For portents of a new political order, you have to turn to Europe. There it is the Right that has capitalised on the disintegration of social democracy. And the gains have been decisive: in left-liberal strongholds such as Holland and Denmark, to which the British Left previously looked with hushed reverence, far-right parties such as Geert Wilder’s Party for Freedom and Pia Kjærsgaard’s Danish People’s Party have been piling up votes on a platform of anti-immigration, cultural renewal, and a stricter policing of minorities that have failed to integrate.

The claim of these parties to be merely upholding ‘liberal values’, to which certain minorities apparently fail to aspire, doesn’t obscure their populist agenda, which feeds off a growing feeling among the working class white majority that their national identity and cultural patrimony are being sacrificed on the altar of an over-indulgent liberalism. This sentiment has either been ignored or mocked by the Left: these grumpy white folk are simply ignorant and bigoted; their demands can be ignored and their arguments needn’t even be grappled with – and that’s the end of it. While racism and ignorance are certainly at play here, the Left adopts this snotty attitude at the cost of its own obscurity. These ‘bigots’ have returned the favour, and the disengagement of the European Left from the people it claims to act for has rarely been more profound.

The Left have only themselves to blame for the right wing sweep in Europe. As dubious as much of their pack may be, it is this new Right that has been proactive in tapping into the frustrations of the European white majority, bringing new ideas to the table, however unsavoury they may be – and so they have outflanked the Left on almost every stage. The Left can no longer afford to rest on its sense of moral superiority and the support of ‘enlightened’ sections of society e.g. the universities, much of which are stuck in a Marxist timewarp, out of step with the rest of society, and exerting a negligible impact on it. It has grown too cosy in its middle class citadel, while the Right has been out there mucking in with the masses and feeding them their ideas.

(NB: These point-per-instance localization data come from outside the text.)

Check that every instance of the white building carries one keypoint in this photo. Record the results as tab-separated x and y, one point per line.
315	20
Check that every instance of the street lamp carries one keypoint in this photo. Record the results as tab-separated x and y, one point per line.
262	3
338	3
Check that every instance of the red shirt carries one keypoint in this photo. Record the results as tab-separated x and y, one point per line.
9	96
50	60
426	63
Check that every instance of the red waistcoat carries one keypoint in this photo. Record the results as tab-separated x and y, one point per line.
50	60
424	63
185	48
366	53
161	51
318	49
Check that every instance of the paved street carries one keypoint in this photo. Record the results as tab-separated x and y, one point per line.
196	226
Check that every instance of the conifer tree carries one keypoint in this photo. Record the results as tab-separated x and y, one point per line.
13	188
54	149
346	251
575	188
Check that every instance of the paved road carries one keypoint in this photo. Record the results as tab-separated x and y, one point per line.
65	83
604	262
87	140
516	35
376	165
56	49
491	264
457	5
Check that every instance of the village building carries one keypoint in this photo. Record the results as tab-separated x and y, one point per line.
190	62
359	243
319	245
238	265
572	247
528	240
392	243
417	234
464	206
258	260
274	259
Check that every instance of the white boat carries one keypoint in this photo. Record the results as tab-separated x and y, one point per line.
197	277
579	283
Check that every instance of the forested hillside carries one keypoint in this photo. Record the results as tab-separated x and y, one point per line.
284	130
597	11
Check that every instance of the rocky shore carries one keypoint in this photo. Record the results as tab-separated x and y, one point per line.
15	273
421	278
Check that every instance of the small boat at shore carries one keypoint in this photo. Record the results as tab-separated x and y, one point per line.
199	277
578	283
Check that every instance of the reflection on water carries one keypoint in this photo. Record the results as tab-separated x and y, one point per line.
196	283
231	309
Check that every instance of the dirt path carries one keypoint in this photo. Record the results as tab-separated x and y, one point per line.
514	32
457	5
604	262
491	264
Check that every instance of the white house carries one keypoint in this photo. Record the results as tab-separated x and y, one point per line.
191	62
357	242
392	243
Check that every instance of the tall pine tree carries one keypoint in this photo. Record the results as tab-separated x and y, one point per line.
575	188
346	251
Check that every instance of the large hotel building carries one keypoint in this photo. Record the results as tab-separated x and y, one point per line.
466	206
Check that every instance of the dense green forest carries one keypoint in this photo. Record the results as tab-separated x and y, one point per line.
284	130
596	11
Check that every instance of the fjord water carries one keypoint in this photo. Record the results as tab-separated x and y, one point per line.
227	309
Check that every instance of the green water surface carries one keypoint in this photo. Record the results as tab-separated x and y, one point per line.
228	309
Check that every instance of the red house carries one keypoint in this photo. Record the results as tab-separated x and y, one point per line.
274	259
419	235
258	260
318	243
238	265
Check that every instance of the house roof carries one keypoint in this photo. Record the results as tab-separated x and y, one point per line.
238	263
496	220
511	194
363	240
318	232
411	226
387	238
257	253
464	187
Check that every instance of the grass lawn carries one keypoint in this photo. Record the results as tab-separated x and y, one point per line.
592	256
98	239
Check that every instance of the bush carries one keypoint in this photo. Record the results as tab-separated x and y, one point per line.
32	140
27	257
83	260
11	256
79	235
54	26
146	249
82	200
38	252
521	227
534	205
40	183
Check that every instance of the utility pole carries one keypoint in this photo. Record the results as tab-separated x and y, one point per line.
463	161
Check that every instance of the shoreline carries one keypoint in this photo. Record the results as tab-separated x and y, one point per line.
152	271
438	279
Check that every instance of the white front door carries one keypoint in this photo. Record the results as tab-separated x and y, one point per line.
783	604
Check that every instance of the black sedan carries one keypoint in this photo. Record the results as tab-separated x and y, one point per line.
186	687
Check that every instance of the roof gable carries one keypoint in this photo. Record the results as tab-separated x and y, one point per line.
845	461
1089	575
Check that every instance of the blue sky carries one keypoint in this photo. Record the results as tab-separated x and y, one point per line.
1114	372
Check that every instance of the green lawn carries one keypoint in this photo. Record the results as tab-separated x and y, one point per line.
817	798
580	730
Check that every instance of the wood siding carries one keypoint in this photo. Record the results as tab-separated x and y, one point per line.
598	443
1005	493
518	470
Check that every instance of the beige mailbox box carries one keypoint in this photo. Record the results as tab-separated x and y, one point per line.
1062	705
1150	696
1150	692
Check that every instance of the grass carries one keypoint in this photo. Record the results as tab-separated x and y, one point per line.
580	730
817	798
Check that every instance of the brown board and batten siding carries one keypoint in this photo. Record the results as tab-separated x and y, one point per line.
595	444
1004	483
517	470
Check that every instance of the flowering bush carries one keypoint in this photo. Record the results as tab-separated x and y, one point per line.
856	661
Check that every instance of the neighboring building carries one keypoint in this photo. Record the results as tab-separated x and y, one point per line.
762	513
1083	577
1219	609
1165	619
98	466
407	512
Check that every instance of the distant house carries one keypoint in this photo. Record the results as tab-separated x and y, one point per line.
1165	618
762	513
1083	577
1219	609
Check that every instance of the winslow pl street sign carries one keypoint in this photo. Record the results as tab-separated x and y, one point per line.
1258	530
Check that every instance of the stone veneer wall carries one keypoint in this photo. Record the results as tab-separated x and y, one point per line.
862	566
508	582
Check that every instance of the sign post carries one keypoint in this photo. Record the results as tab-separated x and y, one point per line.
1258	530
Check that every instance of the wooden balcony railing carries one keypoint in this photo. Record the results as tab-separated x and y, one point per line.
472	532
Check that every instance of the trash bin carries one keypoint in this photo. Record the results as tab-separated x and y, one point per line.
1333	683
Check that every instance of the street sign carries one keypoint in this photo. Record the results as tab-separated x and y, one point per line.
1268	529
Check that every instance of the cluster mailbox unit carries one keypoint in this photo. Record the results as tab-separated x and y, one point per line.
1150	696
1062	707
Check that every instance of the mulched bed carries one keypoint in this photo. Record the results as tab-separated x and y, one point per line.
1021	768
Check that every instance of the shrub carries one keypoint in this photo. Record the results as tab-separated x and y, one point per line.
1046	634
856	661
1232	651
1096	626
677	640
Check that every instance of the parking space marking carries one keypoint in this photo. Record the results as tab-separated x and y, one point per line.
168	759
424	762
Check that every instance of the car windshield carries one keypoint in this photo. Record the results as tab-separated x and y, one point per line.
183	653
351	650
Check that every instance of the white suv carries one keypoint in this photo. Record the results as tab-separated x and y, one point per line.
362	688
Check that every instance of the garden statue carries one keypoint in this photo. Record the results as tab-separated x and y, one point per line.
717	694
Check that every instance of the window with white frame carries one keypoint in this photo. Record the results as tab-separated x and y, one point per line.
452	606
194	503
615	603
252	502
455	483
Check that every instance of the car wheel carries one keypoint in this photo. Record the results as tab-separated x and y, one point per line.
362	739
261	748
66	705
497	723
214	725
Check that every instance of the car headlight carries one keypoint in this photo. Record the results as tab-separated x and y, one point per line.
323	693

There has been much talk of the immanence of a ‘New Left’ – not just a home-grown cottage rebellion but a proper flag-waving, chest-thumping, international coming-together of people of anti-capitalist conscience. Every time far-left intellectuals like Slavoj Zizek pop up on television or in YouTube videos, they opine at length on the necessity of this alliance of progressive cells, before going home and writing impenetrable tracts on deconstructionist theory. The twentieth century dreams of international socialism are simply renewing themselves, and it’s all starting to look pretty tired and moribund; many have understandably stopped listening. The golden opportunity of a socialist overhaul – the financial crash – has been and gone, and the existing order is being restored brick by brick. Unless fresh ideas are formulated, don’t expect anything from the Left any time soon.